3. Uses Reranker to rerank the chunks.
Source code in packages/ragbits-document-search/src/ragbits/document_search/_main.py
def __init__(
    self,
    embedder: Embeddings,
    vector_store: VectorStore,
    query_rephraser: QueryRephraser | None = None,
    reranker: Reranker | None = None,
    document_processor_router: DocumentProcessorRouter | None = None,
    processing_strategy: ProcessingExecutionStrategy | None = None,
) -> None:
    self.embedder = embedder
    self.vector_store = vector_store
    self.query_rephraser = query_rephraser or NoopQueryRephraser()
    self.reranker = reranker or NoopReranker()
    self.document_processor_router = document_processor_router or DocumentProcessorRouter.from_config()
    self.processing_strategy = processing_strategy or SequentialProcessing()

default_module class-attribute instance-attribute #

default_module: ClassVar = document_search

configuration_key class-attribute instance-attribute #

configuration_key: ClassVar = 'document_search'

embedder instance-attribute #

embedder: Embeddings = embedder

vector_store instance-attribute #

vector_store: VectorStore = vector_store

query_rephraser instance-attribute #

query_rephraser: QueryRephraser = query_rephraser or NoopQueryRephraser()

reranker instance-attribute #

reranker: Reranker = reranker or NoopReranker()

document_processor_router instance-attribute #

processing_strategy instance-attribute #

subclass_from_config classmethod #

subclass_from_config(config: ObjectContructionConfig) -> Self

Initializes the class with the provided configuration.
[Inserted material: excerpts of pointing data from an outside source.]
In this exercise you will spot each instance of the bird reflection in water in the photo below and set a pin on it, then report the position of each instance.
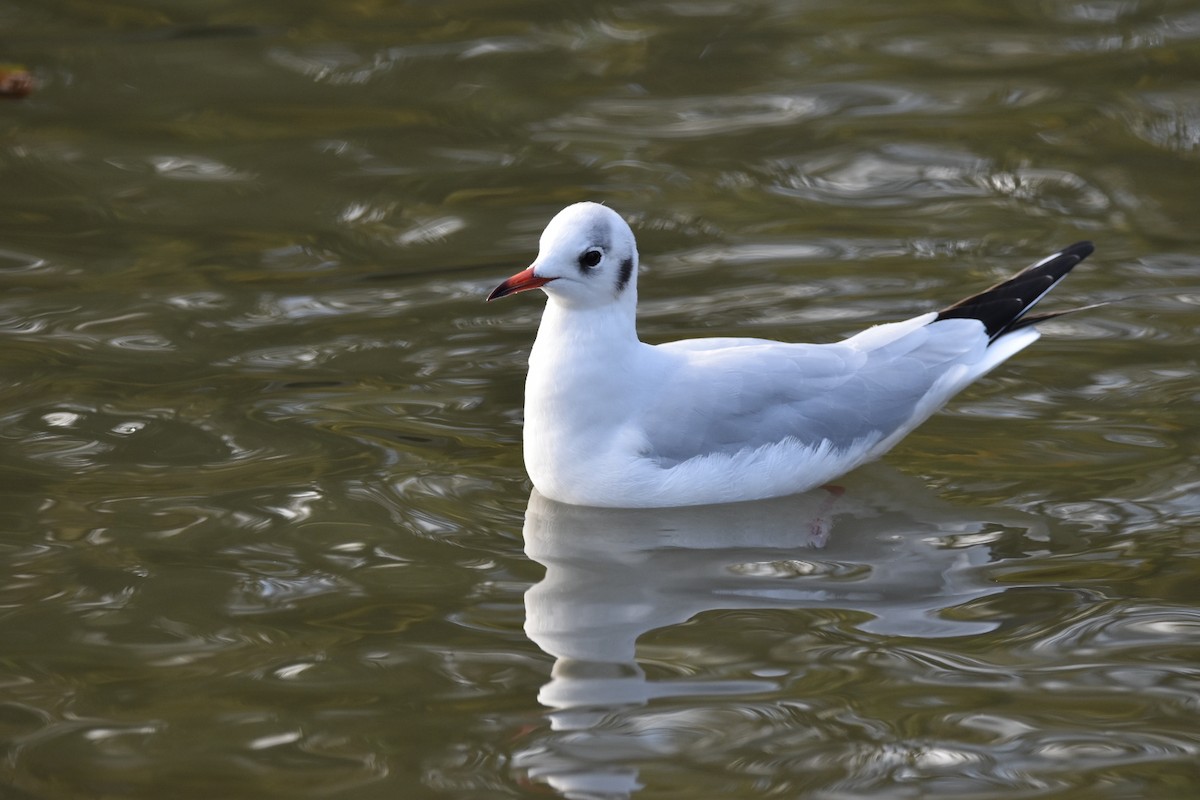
(880, 545)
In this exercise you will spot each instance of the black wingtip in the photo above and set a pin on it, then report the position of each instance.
(1002, 306)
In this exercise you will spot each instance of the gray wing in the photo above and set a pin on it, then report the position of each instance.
(723, 400)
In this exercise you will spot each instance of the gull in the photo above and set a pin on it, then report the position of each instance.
(612, 421)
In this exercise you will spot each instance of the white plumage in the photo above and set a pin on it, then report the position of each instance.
(612, 421)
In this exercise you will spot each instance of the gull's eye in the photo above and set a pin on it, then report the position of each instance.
(591, 258)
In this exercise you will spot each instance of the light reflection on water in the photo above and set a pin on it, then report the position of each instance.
(261, 468)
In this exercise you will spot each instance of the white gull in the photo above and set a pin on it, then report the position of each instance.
(612, 421)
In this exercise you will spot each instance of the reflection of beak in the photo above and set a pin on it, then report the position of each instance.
(522, 281)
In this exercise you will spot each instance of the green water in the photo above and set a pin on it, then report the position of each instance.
(265, 531)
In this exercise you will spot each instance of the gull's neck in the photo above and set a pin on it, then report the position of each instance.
(573, 332)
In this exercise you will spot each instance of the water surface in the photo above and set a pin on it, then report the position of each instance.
(265, 528)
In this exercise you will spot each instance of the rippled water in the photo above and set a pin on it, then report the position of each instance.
(265, 528)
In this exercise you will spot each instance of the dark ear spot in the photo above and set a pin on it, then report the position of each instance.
(589, 258)
(627, 271)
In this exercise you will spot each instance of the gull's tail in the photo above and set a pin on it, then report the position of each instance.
(1003, 307)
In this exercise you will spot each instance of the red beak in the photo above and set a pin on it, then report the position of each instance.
(522, 281)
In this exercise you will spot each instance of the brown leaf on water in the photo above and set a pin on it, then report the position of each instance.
(15, 83)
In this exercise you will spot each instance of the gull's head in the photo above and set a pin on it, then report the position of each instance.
(587, 258)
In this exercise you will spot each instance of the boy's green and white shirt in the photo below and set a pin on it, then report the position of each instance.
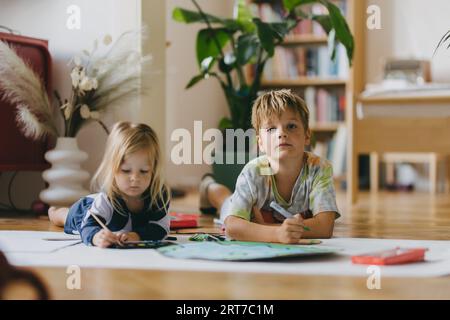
(256, 187)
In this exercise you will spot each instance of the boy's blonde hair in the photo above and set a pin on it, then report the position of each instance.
(127, 138)
(274, 103)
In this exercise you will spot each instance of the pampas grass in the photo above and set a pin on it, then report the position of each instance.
(22, 87)
(98, 83)
(117, 73)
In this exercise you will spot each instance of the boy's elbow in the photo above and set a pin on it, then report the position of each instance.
(328, 233)
(232, 227)
(327, 221)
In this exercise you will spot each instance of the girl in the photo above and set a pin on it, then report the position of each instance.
(133, 202)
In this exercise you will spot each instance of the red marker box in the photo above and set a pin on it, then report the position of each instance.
(393, 256)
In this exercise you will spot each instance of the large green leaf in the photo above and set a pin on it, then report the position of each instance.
(324, 21)
(247, 46)
(343, 33)
(210, 42)
(270, 33)
(244, 17)
(189, 16)
(332, 44)
(194, 81)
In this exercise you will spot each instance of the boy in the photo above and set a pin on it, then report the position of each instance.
(299, 181)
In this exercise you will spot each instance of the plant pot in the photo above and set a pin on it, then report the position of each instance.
(65, 177)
May return a subclass of the class, if requested by the configuration.

PARAMETER DESCRIPTION
config

A model containing configuration details for the class.

TYPE: ObjectContructionConfig

RETURNS DESCRIPTION
Self

An instance of the class initialized with the provided configuration.

RAISES DESCRIPTION
InvalidConfigError

The class can't be found or is not a subclass of the current class.

Source code in packages/ragbits-core/src/ragbits/core/utils/config_handling.py
@classmethod
def subclass_from_config(cls, config: ObjectContructionConfig) -> Self:
    """
    Initializes the class with the provided configuration. May return a subclass of the class,
    if requested by the configuration.

    Args:
        config: A model containing configuration details for the class.

    Returns:
        An instance of the class initialized with the provided configuration.

    Raises:
        InvalidConfigError: The class can't be found or is not a subclass of the current class.
    """
    subclass = import_by_path(config.type, cls.default_module)
    if not issubclass(subclass, cls):
        raise InvalidConfigError(f"{subclass} is not a subclass of {cls}")

    return subclass.from_config(config.config)

subclass_from_factory classmethod #

subclass_from_factory(factory_path: str) -> Self

Creates the class using the provided factory function. May return a subclass of the class, if requested by the factory.

PARAMETER DESCRIPTION
factory_path

A string representing the path to the factory function in the format of "module.submodule:factory_name".

TYPE: str

RETURNS DESCRIPTION
Self

An instance of the class initialized with the provided factory function.

RAISES DESCRIPTION
InvalidConfigError

The factory can't be found or the object returned is not a subclass of the current class.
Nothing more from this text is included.